5 Sep

I bought a pair of stilettos. As a 5’8” girl, this was probably not the most practical purchase and I am usually a pretty practical girl. The problem is, with my height being what it is, I rarely, if ever, wear stilettos so I am not accustomed to balancing on scrawny pegs that act as an aerator when you walk across grass, but that is okay. I will avoid lawns. And I know all women will be with me when I tell you that, they are gorgeous nude peep toe stilettos AND they were on sale. Justified.

I have yet to wear them out, I feel as though we need some quality bonding time before I attempt to trek across Sevilla on cobblestone. Consequently, I have been practicing, here and there, while my host family is out of the house. Don’t make fun; these things take practice… especially when you are as klutzy as me.

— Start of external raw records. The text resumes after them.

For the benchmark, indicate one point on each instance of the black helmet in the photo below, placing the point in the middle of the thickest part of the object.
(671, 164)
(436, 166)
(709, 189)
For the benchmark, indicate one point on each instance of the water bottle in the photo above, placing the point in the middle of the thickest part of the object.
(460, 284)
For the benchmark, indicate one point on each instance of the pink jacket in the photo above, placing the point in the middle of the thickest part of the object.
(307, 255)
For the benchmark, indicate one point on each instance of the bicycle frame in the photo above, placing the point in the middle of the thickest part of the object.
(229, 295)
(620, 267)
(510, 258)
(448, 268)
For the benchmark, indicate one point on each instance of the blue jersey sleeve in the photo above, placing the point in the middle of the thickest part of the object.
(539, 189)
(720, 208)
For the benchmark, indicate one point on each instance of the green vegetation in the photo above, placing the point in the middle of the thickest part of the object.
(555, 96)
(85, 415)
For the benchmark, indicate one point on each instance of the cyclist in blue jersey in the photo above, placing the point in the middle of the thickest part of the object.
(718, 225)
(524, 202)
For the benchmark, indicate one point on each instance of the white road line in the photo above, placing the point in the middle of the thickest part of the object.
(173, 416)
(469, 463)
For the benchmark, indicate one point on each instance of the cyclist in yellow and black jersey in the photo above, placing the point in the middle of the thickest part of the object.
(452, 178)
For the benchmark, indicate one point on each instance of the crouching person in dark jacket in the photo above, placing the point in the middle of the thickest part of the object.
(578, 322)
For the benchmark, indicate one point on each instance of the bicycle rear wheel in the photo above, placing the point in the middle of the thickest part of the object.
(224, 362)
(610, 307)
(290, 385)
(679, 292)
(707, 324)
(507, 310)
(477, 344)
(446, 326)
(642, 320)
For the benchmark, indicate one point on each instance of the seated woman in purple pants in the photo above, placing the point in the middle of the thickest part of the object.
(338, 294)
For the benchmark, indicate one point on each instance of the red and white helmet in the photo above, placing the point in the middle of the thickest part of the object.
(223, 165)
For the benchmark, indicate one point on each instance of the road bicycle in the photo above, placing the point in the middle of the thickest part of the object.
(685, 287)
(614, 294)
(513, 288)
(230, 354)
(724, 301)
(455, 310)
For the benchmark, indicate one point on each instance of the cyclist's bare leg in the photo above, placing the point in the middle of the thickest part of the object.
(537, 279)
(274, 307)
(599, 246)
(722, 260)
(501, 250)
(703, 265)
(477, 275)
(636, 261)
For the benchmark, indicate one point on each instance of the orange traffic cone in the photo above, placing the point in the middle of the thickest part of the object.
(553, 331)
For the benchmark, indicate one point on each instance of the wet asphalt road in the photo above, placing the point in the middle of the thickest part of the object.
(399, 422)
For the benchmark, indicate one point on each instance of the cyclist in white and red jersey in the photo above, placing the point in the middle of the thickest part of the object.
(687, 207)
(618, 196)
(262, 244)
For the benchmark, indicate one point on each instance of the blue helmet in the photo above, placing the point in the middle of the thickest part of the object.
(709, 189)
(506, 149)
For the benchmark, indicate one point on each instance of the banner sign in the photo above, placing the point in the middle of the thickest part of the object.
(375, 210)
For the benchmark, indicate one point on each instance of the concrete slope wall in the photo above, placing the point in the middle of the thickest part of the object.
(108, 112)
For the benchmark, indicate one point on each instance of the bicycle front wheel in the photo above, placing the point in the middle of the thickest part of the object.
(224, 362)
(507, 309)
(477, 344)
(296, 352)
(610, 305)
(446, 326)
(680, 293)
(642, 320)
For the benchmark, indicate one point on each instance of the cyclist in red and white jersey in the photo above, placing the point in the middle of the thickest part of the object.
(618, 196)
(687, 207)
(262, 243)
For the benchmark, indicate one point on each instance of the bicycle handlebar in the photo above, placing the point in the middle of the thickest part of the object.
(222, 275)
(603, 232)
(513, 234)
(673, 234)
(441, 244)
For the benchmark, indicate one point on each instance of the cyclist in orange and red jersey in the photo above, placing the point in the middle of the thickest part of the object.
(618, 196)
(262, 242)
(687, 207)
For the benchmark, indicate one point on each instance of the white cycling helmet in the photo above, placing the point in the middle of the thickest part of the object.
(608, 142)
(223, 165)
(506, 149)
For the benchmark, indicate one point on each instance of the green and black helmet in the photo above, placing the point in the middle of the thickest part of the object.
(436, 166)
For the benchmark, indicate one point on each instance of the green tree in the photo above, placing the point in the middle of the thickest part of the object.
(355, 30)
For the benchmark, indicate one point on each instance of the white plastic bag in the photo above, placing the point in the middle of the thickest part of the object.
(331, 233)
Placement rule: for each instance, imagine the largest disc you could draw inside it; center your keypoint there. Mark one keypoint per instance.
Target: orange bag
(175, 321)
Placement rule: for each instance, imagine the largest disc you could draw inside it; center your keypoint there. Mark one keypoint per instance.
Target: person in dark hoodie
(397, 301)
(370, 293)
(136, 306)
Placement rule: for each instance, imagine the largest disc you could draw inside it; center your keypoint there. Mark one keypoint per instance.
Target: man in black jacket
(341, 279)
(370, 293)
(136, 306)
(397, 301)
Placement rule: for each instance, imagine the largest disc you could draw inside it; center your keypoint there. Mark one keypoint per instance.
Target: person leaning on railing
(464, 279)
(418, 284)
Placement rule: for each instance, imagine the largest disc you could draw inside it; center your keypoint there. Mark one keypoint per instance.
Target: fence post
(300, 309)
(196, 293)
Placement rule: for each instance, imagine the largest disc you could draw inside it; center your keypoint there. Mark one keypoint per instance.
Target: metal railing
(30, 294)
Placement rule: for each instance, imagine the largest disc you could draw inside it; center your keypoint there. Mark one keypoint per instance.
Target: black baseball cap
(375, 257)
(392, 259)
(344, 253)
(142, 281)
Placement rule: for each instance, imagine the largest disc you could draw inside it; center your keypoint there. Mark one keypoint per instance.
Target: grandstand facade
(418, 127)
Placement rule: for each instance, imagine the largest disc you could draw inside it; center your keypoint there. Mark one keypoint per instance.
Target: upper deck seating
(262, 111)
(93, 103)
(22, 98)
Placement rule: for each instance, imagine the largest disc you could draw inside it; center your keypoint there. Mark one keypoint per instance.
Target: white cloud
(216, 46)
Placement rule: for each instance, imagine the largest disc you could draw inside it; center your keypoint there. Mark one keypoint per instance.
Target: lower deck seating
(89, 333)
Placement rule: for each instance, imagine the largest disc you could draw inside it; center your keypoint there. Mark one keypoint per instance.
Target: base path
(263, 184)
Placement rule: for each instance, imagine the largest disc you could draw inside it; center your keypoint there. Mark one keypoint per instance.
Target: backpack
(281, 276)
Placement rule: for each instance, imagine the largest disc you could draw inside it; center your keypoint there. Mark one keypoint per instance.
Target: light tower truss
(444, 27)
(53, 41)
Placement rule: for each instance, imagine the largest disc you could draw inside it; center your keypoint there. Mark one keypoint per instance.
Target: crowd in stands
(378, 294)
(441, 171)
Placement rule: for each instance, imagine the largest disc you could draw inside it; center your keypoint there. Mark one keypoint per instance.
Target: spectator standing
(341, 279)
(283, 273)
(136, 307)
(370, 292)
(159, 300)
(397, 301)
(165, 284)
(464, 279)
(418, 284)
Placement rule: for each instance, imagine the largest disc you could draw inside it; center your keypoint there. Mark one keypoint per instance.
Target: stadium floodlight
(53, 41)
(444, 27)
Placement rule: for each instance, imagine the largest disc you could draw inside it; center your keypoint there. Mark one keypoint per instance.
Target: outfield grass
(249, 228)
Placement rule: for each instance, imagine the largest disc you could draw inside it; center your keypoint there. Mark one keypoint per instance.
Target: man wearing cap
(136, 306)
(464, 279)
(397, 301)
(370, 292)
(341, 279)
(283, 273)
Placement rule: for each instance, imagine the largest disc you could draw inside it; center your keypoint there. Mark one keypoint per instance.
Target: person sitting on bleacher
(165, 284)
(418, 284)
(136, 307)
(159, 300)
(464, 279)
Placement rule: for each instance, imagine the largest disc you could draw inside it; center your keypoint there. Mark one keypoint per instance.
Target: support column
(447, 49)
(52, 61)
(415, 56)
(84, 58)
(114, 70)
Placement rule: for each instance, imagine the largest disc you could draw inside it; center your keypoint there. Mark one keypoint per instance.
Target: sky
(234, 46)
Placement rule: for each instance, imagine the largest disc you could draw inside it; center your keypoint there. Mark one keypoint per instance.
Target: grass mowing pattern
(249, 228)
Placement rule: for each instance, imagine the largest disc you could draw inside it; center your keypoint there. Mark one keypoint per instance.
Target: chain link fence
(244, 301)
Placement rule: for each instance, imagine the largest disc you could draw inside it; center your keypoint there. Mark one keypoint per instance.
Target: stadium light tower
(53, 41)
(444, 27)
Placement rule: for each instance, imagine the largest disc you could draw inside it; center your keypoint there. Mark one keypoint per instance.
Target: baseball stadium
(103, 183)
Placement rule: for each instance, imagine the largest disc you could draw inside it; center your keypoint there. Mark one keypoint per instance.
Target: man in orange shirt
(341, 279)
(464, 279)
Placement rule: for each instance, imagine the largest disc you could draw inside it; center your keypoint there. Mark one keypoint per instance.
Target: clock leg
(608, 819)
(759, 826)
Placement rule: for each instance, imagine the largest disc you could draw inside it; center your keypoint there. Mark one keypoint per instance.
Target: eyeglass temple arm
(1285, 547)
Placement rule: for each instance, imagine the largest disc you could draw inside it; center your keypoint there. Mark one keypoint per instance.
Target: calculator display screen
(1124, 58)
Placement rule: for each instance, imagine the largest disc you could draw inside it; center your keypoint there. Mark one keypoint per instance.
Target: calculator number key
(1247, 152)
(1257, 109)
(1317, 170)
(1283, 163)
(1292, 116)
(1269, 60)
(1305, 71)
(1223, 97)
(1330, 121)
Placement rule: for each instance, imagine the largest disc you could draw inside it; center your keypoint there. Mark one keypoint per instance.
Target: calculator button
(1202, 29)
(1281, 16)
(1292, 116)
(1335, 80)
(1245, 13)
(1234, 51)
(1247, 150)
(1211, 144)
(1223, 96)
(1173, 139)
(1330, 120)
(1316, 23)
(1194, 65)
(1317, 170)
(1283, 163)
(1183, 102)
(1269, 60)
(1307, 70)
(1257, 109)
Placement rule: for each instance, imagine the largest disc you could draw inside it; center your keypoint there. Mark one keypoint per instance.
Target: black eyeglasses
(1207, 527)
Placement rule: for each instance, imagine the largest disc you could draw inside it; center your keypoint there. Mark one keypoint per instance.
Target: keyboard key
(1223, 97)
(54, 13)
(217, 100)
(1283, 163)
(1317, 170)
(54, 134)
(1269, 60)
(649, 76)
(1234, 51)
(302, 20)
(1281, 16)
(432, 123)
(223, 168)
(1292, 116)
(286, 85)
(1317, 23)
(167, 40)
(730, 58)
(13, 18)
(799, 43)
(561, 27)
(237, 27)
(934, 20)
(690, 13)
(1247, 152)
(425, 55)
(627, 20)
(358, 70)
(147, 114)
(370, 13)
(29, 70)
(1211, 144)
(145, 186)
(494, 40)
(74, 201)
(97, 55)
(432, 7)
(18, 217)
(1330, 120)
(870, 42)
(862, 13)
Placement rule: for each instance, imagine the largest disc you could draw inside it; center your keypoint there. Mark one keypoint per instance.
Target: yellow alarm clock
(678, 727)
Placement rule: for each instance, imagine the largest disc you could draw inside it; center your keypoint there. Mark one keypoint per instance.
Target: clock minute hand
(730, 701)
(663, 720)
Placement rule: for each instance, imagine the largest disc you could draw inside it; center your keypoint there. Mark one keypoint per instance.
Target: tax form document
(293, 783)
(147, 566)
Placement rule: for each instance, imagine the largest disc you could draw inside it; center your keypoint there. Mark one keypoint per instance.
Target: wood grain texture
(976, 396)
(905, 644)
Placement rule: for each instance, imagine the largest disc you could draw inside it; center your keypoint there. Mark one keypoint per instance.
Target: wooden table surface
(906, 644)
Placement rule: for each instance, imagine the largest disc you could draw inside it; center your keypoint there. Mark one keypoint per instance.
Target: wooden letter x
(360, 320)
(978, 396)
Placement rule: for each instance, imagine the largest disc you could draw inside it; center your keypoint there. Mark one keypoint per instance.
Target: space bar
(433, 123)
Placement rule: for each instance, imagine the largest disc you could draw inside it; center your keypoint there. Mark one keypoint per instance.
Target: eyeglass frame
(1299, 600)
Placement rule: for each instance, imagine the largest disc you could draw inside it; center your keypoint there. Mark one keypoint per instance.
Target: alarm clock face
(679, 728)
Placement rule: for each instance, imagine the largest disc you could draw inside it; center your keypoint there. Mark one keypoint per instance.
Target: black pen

Speaking Spanish is like walking in stilettos. It takes a lot of confidence and is very wobbly. At first, you have to break yourself in, only speak in the company of those similar to your speaking level so that when either of you mess up, it is not a problem, you move on, and no one ends up with cherry-colored cheeks. Sooner or later; however, you have communicate in the real world, with real native Spanish speakers. This is when it becomes tricky. You stumble and fall but continually attempt to do so with the slight amount of grace you have left, it might not be much but you have to stand back up somehow.

In talking to my señora my mind often works faster than my mouth, searching for the correct pronoun, conjugation, tense and not to mention, the correct word itself. There is usually at least one look of complete bewilderment as I string Spanish-sounding syllables together, stuttering along the way.

I find that the hardest part in speaking a foreign language is speaking to a human being. It sounds silly, I know but I have always been taught that eye contact is key and when two big eyes are staring expectantly at you while you are simultaneously trying to say, on the spot, that “Seattle is not anywhere near New York, in fact it’s on the other side of the country and my family is not in danger of the approaching hurricane.” (Yes, we watch the news together.) Instead I come up with, “No, Seattle está no cerca de Nueva York.” Seeing as the soul purpose in learning another language is to communicate with people unlike yourself, this is detrimental. I am going to have to stop staring at the ceiling while I contemplate which verb and tense I should be using in this particular sentence. ¡Aye!

I might be wearing my news shoes out tonight, in public. Terrified does not even begin to touch the surface of my new endeavor but the excitement that comes along with it is, to say the least, worth it. It will be difficult. Pray I don’t break my ankle while walking on the gorgeous cobblestone streets of Sevilla that I love and hate so much. Successfully making it to my destination is yet another feat in itself. I’ll let you know how it goes.

Maybe I am not a very practical girl after all.